Als Zugeständnis an die internen Kritiker dürfte aber gewertet werden, dass die Notenbank das Geld, das sie für die Anleihenkäufe ausgibt, an anderer Stelle wieder aus dem Finanzkreislauf abziehen will. Das war zwar auch beim ersten Programm so, allerdings hatte EZB-Chef Draghi zuletzt angedeutet, man könnte bei künftigen Aktionen womöglich darauf verzichten.
Kritiker fürchten, dass eine Erhöhung der Geldmenge langfristig zu steigender Inflation führen könnte. Zudem werfen sie der EZB vor, mit dem Programm indirekt Staatsfinanzierung zu betreiben, die der Notenbank verboten ist. Um diesen Vorwurf abzuschwächen, will die Notenbank laut Bloomberg nur Anleihen mit kurzen Laufzeiten von ein bis drei Jahren aufkaufen.
Wie Reuters berichtet, wolle die EZB zudem ihren bevorzugten Gläubigerstatus bei Anleihekäufen aufgeben. Dies sei laut Notenbankern in der Beschlussvorlage zur Vorbereitung der Sitzung erwähnt, werde im EZB-Rat aber noch einmal diskutiert.
Bei der Umschuldung Griechenlands im Frühjahr hatte die Notenbank die eigentlich notwendigen Abschreibungen auf die von ihr gehaltene Anleihen des Landes mit einem juristischen Trick vermieden. Seitdem war das Vertrauen privater Investoren in den Anleihenmarkt noch weiter gesunken.
An den Finanzmärkten wurde die Nachricht vom möglichen neuen EZB-Programm am Mittwoch positiv aufgenommen. Der Aktienindex Dax stieg leicht um 0,5 Prozent auf 6964 Punkte. "Das wäre eine gute Ankündigung", sagte Volkswirt Rainer Sartoris von der Bank HSBC Trinkaus. "Wenn die EZB ein Zeichen setzt, dass sie aggressiv in den Markt hineingehen wird, hätte das einen stabilisierenden Effekt." Der gleichzeitige Abzug von Geld aus dem Kreislauf habe für ihn nur einen symbolischen Charakter.

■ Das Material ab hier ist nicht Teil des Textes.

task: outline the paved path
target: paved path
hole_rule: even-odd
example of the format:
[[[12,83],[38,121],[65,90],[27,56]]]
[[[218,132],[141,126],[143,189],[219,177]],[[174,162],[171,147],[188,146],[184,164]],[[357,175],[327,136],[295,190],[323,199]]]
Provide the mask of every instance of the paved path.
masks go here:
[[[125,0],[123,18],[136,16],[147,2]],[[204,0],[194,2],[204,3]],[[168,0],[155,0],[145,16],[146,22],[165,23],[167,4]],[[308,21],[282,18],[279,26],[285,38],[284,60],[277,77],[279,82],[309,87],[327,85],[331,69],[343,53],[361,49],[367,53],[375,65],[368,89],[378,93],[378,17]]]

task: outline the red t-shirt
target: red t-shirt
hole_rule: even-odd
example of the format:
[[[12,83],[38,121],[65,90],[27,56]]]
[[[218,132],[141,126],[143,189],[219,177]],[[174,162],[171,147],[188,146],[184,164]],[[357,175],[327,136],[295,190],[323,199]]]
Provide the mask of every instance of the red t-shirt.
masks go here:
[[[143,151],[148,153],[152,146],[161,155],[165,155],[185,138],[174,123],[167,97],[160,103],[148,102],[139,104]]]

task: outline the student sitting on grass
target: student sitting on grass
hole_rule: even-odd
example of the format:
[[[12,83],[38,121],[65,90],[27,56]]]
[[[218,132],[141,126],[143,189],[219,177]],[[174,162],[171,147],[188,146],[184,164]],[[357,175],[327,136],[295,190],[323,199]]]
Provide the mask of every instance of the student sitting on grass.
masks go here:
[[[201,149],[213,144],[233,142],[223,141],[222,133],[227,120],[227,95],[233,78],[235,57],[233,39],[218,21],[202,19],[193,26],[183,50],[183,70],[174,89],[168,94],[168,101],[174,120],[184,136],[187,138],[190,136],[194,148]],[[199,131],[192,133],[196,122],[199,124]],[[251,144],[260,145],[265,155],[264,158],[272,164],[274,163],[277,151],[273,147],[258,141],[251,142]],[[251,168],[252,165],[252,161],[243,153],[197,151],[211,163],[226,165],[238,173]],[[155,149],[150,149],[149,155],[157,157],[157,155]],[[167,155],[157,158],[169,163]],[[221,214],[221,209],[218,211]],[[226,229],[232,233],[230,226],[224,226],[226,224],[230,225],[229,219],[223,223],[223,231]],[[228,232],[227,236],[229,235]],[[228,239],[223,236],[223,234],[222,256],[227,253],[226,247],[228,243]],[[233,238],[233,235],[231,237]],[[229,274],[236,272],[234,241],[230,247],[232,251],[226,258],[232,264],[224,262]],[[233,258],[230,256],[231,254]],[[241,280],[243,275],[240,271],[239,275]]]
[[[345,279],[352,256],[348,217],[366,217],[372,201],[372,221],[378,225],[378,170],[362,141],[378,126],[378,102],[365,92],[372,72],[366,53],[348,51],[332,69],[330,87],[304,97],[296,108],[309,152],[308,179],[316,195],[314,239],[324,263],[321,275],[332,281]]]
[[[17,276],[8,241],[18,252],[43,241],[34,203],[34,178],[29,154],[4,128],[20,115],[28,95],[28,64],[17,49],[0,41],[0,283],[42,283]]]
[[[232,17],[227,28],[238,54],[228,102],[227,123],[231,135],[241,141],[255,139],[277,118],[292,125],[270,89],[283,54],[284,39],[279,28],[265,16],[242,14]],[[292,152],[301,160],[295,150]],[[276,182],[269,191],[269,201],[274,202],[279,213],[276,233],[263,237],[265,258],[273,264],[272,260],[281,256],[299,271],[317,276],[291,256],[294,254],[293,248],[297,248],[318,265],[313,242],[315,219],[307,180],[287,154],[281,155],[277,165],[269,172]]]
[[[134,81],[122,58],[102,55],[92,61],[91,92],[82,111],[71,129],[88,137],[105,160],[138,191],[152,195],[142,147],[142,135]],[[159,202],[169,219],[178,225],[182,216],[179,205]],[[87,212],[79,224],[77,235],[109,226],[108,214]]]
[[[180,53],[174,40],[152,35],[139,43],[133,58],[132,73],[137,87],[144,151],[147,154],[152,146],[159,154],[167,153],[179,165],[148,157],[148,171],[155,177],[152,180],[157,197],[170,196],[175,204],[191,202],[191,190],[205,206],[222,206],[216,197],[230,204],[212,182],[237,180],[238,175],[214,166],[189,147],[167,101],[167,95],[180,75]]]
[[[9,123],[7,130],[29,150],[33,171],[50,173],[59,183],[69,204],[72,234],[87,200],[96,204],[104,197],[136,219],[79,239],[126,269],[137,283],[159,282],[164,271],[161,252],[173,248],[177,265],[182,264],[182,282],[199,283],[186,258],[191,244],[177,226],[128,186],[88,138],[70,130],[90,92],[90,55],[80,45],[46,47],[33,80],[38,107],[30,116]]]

Mit den Anleihenkäufen will die EZB die Zinsen für italienische und spanische Staatsanleihen drücken. Das ist laut Experten auch dringend notwendig. Die Industrieländergruppe OECD etwa drängt die EZB zu einem Hilfseinsatz. OECD-Chef Angel Gurria verlangte am Mittwoch Unterstützung für Länder, die in Schwierigkeiten geraten sind. Ein Rettungsprogramm, das die EZB zur Bedingung für Anleihenkäufe macht, sei durchaus "eine Option" für Spanien, sagte Gurria im spanischen Rundfunk.